Wednesday, February 15, 2012

TBR Challenge 2012: Recommended Read

I confess I had to think about this challenge for a bit.  Someone recently asked me how I figure out what to read and I totally understood that it was a serious question as book stores dwindle and so far, no online service I've run into has really replicated that process to the same degree.  There are, of course, librarians.  So, looking through my TBR pile I had to figure out where the hell I had heard about some of these things.  I have two books lingering that were actually lent to me by friends and someday I will get to those (and they would have been perfect if I had, you know, read them, I will get to that any day now.)  But in the end I kind of retrofitted this, read some stuff and then remembered that hey someone told me to read this. In one case, even before I got around to buying it.  So, I am going to talk about two.  (Because I am an overachiever.  And because I'm so impressed that I have already exceeded last year's February reading total, although now I remember why it was so dire.)
First is Courtney Milan's Unraveled. This is the third about the Turner brothers, I still need to get to the first so I feel entirely safe saying that they do not need to be read in order.  Smite Turner is a magistrate who takes justice so seriously, even his colleagues call him Lord Justice. Miranda Darling was raised in her family's acting troupe, and has now ended up with a small (but now twelve) boy in her care.  She has agreed to appear in court on behalf of another child who was accused of stealing.  Smite recognizes her from a similar appearance made on behalf of someone else, and warns her that she should be careful. 
(Sidenote: There is some amusing back and forth about Miranda's surname which I found even funnier having known a lovely neighbor with the same surname.)
Well, sparks fly and I want to both tell you everything and nothing.  I will say that I think this story encapsulates that excellent blend of romance where there are two people who understand each other and also make each other better people for their relationship.  Also, and I will be terribly vague here, there's a moment where it seems clear that one character will go do this thing and while you understand why, you just want to reach in and say stop, and well, they didn't.  And it was cool, not just because it was unexpected, but because the second choice actually made even more sense to me once I realized that's what they would do. 
As I had read the previous book in the series, it was on my radar.  But my friend tweeted that she had scarfed it up on a sleepless night, reminding me to pick it up.  Once again, this was a 2011 release, so not very far back in my TBR pile. 
The second book is Lauren Oliver's Delirium which takes place in a dystopian version of Portland, Maine where love has been declared a disease, responsible for all sorts of deaths from things like heart attacks and other madness.  But now they have a cure, it just has a teeny problem, it's a little unsafe when used on people under 18 (can lead to death) so people get scheduled for their cure at 18 and then get matched up to folks they are compatible with and everything is better.  This is one of those books I bought when it came out and then kept putting off until a friend told me to just go read it already. (Of course, she said that in September, so sometimes I am a slow responder.)  I enjoyed it but wasn't really attached to it until all of a sudden it took an intriguing turn and next thing I knew I was racing through until the end.  So, now I need the next.  (It's a trilogy, like so many YA's these days.
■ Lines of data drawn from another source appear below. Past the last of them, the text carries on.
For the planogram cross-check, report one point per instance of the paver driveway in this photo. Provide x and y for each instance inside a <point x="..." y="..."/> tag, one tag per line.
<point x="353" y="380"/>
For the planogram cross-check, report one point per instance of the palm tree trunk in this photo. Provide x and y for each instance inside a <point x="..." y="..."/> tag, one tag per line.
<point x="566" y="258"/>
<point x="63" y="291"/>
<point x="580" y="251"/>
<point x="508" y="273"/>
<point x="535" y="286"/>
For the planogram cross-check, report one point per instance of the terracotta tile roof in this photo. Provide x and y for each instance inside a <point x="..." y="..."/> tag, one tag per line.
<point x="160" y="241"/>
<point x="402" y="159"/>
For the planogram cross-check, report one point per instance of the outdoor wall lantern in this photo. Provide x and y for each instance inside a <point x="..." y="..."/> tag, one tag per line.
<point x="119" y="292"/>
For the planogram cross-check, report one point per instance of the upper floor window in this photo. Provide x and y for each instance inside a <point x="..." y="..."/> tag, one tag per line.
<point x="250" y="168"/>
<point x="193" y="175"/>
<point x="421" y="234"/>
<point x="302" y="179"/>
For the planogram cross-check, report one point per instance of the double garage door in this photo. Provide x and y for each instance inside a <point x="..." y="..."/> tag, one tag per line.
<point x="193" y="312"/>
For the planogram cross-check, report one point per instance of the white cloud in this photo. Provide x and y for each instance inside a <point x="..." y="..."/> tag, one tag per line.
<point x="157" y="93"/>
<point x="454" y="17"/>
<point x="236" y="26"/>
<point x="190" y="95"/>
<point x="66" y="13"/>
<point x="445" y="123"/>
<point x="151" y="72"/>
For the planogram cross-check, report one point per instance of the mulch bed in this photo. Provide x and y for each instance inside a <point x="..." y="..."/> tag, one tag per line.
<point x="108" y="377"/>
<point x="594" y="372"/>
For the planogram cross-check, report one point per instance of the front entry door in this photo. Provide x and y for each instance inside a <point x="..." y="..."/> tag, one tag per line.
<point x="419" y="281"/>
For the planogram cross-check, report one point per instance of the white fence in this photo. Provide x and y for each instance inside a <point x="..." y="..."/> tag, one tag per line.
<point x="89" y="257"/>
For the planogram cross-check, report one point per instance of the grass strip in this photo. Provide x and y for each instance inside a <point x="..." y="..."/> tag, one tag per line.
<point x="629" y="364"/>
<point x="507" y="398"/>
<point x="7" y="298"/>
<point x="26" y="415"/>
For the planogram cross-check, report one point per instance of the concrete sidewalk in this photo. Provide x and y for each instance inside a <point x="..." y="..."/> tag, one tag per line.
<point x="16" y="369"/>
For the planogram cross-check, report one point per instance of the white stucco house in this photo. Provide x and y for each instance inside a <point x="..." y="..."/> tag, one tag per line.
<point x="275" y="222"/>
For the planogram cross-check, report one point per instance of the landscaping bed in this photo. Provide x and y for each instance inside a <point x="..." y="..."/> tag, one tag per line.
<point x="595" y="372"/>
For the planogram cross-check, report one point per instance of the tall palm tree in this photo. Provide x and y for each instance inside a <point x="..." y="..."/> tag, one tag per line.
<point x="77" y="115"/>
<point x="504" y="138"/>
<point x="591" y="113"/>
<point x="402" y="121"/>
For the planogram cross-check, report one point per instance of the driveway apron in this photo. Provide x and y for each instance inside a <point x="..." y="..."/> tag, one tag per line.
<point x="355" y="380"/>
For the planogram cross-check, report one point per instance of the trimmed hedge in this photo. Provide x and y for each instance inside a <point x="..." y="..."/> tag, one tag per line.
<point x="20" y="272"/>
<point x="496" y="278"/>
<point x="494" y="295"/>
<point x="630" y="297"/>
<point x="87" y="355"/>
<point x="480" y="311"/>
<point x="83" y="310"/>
And it stops at a clear stopping point, but, if this was a TV show, this would totally have "to be continued" flashing up at the end.) 
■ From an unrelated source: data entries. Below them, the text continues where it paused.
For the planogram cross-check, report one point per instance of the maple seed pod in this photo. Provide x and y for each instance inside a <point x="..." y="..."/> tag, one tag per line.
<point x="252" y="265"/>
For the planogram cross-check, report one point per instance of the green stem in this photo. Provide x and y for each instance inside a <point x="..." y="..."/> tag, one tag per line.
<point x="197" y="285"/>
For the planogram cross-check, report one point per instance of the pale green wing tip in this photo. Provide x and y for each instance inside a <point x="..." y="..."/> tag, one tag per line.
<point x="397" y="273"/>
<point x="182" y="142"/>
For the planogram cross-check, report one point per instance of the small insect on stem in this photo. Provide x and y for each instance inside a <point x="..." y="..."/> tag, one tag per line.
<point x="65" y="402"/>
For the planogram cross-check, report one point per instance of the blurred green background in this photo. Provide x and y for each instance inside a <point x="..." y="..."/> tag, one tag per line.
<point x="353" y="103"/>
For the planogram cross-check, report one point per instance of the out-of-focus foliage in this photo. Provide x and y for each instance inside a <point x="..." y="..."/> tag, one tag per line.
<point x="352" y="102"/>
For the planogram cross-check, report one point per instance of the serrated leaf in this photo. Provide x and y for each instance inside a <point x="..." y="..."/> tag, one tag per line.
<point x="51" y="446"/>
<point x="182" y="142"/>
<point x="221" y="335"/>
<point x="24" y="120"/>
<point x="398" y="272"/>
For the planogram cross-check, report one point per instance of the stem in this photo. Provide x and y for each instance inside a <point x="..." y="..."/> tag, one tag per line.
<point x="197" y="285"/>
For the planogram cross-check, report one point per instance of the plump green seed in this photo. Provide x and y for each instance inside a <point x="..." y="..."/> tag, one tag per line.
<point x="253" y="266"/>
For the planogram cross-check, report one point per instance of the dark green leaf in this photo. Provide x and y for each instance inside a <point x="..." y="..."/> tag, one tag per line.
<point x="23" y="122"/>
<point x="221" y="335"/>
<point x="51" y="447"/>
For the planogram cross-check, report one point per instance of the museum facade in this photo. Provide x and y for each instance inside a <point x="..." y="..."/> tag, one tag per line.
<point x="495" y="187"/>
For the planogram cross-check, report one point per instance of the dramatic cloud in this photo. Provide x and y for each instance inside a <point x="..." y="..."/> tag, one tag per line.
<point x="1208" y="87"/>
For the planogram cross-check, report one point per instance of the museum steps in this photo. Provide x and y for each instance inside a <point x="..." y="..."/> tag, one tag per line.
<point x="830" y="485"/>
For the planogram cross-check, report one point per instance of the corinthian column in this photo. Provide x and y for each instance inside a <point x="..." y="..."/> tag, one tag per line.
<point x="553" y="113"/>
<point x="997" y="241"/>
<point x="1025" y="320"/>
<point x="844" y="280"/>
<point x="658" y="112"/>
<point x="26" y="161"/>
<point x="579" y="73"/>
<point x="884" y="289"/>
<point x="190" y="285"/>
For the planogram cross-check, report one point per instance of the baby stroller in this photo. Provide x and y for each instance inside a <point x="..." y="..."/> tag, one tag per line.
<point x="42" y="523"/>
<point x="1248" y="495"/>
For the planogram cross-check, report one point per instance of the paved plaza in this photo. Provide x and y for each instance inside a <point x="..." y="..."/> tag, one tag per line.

I do feel like this is the kind of book that would be fun to talk about with others.  Actually both of these are, it's interesting to me how things can be placed in this other place, where past or future (or fantasy, even those neither of these are strictly fantasy) and provide opportunities to really look at things. That makes both of these books sound terribly dry, like fiber or something, which was not my intention.  Both would have good food for discussion.